Drittes Kapitel.
Eine Rheinfahrt.
„An den Rhein, an den Rhein, zieh’ nicht an den Rhein,
Mein Sohn — ich rathe Dir gut,
Dort geht Dir das Leben zu wonniglich ein,
Dort fließt Dir zu fröhlich das Blut.“
So lautet ja wohl das alte Volkslied, das mit seinen paar Strophen ganze Bände zum Lob des Altvater Rheines spricht. — Aber weßhalb sollten wir nicht an den Rhein ziehen? — weil es uns dort zu gut ergeht?
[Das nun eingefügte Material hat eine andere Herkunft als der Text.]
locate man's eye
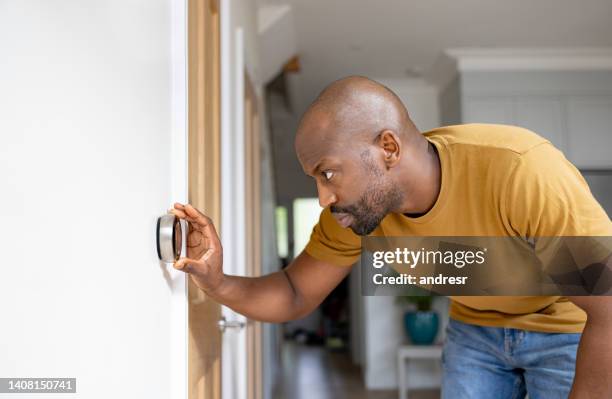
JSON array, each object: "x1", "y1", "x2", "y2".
[{"x1": 324, "y1": 171, "x2": 334, "y2": 181}]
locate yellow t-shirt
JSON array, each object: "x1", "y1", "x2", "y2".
[{"x1": 304, "y1": 123, "x2": 612, "y2": 333}]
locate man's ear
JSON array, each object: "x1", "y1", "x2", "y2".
[{"x1": 377, "y1": 130, "x2": 401, "y2": 168}]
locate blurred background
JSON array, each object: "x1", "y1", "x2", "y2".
[{"x1": 254, "y1": 1, "x2": 612, "y2": 398}]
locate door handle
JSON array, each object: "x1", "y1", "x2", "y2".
[
  {"x1": 218, "y1": 316, "x2": 246, "y2": 332},
  {"x1": 156, "y1": 214, "x2": 182, "y2": 262}
]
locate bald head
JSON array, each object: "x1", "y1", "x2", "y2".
[
  {"x1": 296, "y1": 76, "x2": 417, "y2": 148},
  {"x1": 292, "y1": 77, "x2": 439, "y2": 234}
]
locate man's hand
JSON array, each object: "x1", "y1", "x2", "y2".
[
  {"x1": 167, "y1": 203, "x2": 353, "y2": 323},
  {"x1": 168, "y1": 203, "x2": 224, "y2": 293},
  {"x1": 568, "y1": 295, "x2": 612, "y2": 399}
]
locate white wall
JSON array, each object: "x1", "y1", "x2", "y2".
[{"x1": 0, "y1": 1, "x2": 186, "y2": 398}]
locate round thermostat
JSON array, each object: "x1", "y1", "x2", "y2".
[{"x1": 156, "y1": 214, "x2": 182, "y2": 262}]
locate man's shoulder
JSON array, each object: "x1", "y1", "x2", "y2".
[{"x1": 423, "y1": 123, "x2": 550, "y2": 156}]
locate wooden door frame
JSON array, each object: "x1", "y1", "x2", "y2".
[
  {"x1": 186, "y1": 2, "x2": 265, "y2": 399},
  {"x1": 187, "y1": 0, "x2": 222, "y2": 398}
]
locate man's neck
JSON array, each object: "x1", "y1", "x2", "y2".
[{"x1": 396, "y1": 138, "x2": 442, "y2": 216}]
Du lieber Gott, wie lange währt denn eigentlich dieß Leben, und wohl dem, der im Stande ist, es zu genießen, so lange er darf. Der Gefahr, daß es uns zu wonniglich eingehe, können wir mit kecker Stirn begegnen.
Der Justizrath selber schien auch nicht die geringste Furcht davor und mit dem Aktenstaube und dem Dunst der dumpfigen und engen Gerichtsstuben alle Sorgen und kleinlichen Befangenheiten des Lebens abgeschüttelt zu haben. Er war, wie er nur hinaus in die frische freie Luft kam, ein ganz anderer Mensch geworden, und glich in seinem weißen leinenen Rocke, dem Strohhut und offenen Hemdkragen eher jedem anderen irdischen Individuum, als eben einem Justizrath.
So tüchtig er aber auch in seinem Fach sein mochte, und mit klarem Verstand und geistiger Schärfe er dort Alles sichtete und durch ein richtiges Gefühl geleitet wurde, so vollkommen befand er sich von dem Augenblick an außer seiner Sphäre, wo er in das praktische Leben selbsthandelnd eintreten sollte.